「評価制度は作ったが、上手く運用できていない」というお悩みの声を伺うことがあります。
評価制度で決まっていることをスケジュール通り運用することは、細やかな管理やリマインドが必要です。そのうえ、評価制度を人材育成や業績向上につなげるためには、会社全体で運用に取り組む必要があります。
しかし、中小企業では運用の取りまとめ役となる担当者が不在というケースも多くあります。そういった場合、普段は経理や総務を行っている社員が、兼任で評価制度運用の担当者になることも多いでしょう。
この記事をお読みになっている読者にも、「人事制度の運用について担当者になったものの、何から取り組めばいいのかわからない」という方もいるはずです。
そこで、本記事では評価制度運用を任された担当者に向けて、起こりがちなトラブルについてまず紹介し、その原因と対策方法についてお伝えします。

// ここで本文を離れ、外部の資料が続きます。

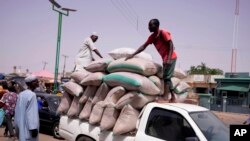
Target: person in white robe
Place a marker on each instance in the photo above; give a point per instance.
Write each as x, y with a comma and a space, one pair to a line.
85, 54
26, 112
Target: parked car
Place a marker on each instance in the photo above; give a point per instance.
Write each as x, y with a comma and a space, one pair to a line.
49, 119
156, 122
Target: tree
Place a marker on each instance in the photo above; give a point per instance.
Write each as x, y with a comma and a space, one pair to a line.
204, 70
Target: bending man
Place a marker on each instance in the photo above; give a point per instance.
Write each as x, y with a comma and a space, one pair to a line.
162, 40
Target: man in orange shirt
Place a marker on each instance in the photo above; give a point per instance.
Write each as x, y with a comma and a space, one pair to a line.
162, 40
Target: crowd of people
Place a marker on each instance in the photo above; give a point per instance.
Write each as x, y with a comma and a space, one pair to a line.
22, 106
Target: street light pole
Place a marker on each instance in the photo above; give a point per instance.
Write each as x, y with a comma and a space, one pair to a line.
64, 65
60, 14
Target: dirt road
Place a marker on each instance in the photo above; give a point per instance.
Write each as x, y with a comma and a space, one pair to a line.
227, 118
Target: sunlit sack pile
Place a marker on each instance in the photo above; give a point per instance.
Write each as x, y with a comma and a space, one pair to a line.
112, 92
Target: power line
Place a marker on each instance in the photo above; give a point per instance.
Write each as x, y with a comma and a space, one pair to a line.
127, 9
131, 8
122, 12
132, 12
44, 64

人を育て、会社の成長につながる評価制度運用のために、ぜひお役立てください。
評価制度運用で起きるトラブル5選
トラブル1:目標管理制度において目標が決まらない
現在、多くの会社が目標管理制度を導入しています。
個人目標は部門目標や全社目標に基づいて設定するため、全社目標や部門目標が決まっていなかったり、決まるのが遅かったりすると、個人目標もなかなか決まりません。
すると、そもそも評価制度の運用を始められないということが起こります。
トラブル2:異動や兼任、中途入社に対応できていない
異動や兼任といった組織の変更があると、「誰が誰を評価するのか」という関係性が変わります。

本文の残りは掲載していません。